The classic (and classical — after all, Menelaus of Alexandria lived in the first century AD) theorem is implied by ours. Indeed, in the degenerate case when ${A_1=C_1}$, ${B_2=C_2}$, and ${A_3=B_3}$, following a furious round of cancellations, we end up with Menelaus’. This explains why we refer to our “12-point’’ theorem as bipartite Menelaus’: it is the minimal Menelaus-like theorem that involves lines separated into two classes.

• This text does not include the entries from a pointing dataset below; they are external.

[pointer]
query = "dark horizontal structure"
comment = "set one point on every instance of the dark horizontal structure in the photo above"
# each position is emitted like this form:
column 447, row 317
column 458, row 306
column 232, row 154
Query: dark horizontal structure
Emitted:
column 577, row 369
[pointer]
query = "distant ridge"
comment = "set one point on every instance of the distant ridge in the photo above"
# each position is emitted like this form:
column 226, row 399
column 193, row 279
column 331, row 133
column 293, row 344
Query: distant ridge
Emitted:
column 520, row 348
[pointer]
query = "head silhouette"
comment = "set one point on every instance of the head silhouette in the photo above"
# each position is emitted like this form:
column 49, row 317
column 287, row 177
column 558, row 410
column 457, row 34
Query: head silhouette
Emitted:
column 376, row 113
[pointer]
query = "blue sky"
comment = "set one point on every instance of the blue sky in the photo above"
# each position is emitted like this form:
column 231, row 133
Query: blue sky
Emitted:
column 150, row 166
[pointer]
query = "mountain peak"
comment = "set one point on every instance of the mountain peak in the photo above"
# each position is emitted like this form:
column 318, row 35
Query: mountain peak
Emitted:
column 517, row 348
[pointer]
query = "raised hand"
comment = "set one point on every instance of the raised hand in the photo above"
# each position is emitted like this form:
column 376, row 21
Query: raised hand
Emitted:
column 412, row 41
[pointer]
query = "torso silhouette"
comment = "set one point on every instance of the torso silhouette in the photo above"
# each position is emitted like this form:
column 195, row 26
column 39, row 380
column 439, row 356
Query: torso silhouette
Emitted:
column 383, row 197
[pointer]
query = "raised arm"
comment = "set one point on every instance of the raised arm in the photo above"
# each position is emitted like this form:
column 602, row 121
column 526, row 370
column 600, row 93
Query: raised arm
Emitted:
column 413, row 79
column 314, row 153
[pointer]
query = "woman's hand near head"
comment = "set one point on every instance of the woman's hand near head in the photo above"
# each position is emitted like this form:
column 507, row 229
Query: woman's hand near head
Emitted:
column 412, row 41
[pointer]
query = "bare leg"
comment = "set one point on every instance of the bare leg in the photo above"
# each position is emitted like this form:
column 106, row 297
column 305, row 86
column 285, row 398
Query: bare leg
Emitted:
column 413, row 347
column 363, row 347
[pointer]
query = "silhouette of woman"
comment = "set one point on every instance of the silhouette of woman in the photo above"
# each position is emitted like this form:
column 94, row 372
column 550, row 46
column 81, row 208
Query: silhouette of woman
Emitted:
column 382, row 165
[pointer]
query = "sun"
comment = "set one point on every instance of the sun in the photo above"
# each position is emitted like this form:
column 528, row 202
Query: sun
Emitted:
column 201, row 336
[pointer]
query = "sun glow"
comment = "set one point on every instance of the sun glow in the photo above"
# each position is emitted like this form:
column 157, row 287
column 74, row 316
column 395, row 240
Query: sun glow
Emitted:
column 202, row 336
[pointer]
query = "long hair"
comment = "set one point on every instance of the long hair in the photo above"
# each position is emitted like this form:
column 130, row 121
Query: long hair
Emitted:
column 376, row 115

We did search far and wide for evidence that this theorem had been known before, and came up empty. In retrospect, such a theorem is inevitable — the number of intersections (i.e., equations) grows quadratically in the number of lines, each of which only requires two free variables to describe. This is a counting argument that really gives no insight into why bipartite Menelaus’ theorem is what it is. Is there a purely geometric proof? Is it a consequence of a simpler/deeper fact about projective geometries over finite fields? We’d love to know.

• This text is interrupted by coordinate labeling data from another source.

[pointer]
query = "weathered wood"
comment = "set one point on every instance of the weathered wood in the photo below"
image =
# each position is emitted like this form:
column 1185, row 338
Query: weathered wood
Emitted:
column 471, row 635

Let’s measure our progress against the initial goal of finding explicit sets that are as hard as the entire group against the discrete-logarithm-finding adversary. We are not there yet — although we did develop some machinery for arguing that some sets are more resistant than the most pessimistic square-root bound implies, but these sets are hard to construct and too small to be useful. What about proving that some natural sets, such as the sets of squares, as in Erdős-Newman, or cubes, have high DL-complexity? It is conceivable that the combinatorial approach based on excluded subgraphs is not sufficient to get us to the sweet spot of sets of size and DL-complexity ${\Theta(p^{1/2-o(1)})}$. What can?

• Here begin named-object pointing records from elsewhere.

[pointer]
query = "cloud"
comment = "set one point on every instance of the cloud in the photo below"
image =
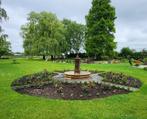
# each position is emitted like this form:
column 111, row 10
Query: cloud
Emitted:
column 131, row 25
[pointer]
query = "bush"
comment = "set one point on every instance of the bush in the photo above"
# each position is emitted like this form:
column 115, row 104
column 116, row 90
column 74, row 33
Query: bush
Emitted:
column 145, row 61
column 145, row 68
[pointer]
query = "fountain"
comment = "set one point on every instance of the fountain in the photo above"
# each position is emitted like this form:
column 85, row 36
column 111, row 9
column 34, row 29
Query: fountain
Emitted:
column 77, row 74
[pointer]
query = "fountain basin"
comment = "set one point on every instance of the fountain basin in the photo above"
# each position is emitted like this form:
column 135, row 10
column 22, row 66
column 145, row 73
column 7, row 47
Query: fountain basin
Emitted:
column 72, row 75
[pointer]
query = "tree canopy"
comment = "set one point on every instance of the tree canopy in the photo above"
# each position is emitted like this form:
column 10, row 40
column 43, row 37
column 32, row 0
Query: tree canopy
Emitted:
column 75, row 35
column 100, row 29
column 43, row 35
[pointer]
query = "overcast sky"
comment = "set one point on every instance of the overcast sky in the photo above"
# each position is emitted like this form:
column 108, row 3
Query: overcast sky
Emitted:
column 131, row 23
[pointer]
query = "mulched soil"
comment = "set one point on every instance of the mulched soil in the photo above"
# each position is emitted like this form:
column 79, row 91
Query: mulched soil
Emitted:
column 73, row 91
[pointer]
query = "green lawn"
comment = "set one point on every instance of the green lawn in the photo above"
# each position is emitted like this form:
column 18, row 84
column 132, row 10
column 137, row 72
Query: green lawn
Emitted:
column 17, row 106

A necessary disclaimer: the generic group model is just that — a model. Any instantiation of the abstract group allows direct observation of the group elements, and may enable attacks not captured by the model. For instance, representation of the group elements as integers modulo ${q}$ has enough structural properties that index calculus is exponentially more effective in $({{\mathbb Z}/q{\mathbb Z}})^*$ than any generic algorithm. On the positive side, for many groups, such as some elliptic curves or prime-order subgroups of $({{\mathbb Z}/q{\mathbb Z}})^*$ for sufficiently large ${q}$, no algorithms for finding discrete logarithms faster than generic methods are presently known. It motivates studying generic groups as a useful abstraction of many groups of cryptographic significance.

Notes

The abstract (generic) group model was introduced in the papers by Nechaev and Shoup, and hardness of the discrete logarithm in that model was shown to be ${\Theta(\sqrt{p})}$. Several generic methods for computing discrete logarithm with similar total running time are known: Shank’s baby-step giant-step method, Pollard’s rho and kangaroo (lambda) methods. These algorithms can be adapted to intervals $[a,b]\subset \mathbb{Z}/p\mathbb{Z}$ to work in time $\sqrt{|a-b|}$, matching the pessimistic square-root bound. For small-weight subsets of $\mathbb{Z}/p\mathbb{Z}$ see work of Stinson and references therein. Canetti put forward a variant of the Decisional Diffie-Hellman assumption where one of the exponents is sampled from an arbitrary distribution of bounded min-entropy. Chateauneuf, Ling, and Stinson gave a combinatorial characterization of algorithms for computing discrete logarithm in terms of slope coverings, and show how weak Sidon sets are related to optimal algorithms. Erdős and Newman defined the notion of bases for subsets of $\{1,\dots,p\}$, which corresponds (up to a factor of 4) to BSGS1-complexity in ${{\mathbb Z}/p{\mathbb Z}}$. They showed that random subsets of size $p^{1/2-\epsilon}$ have basis of size $\Theta(|S|)$ and for sets of squares their basis is $\Omega(|S|^{2/3})$. Subsuming the counting argument of Erdős and Newman, Schnorr proved that the discrete logarithm problem has essentially optimal (up to a logarithmic factor) hardness on random subsets. Resolving the question of Erdős and Newman, Alon, Bukh, and Sudakov showed that for sets ${S}$ of size exactly ${\sqrt{p}}$ even their restricted DL-complexity, ${C_\textrm{bsgs1}(S)}$ is ${o(|S|)}$. They also extend analysis of BSGS1-complexity for the set of squares to that of higher powers.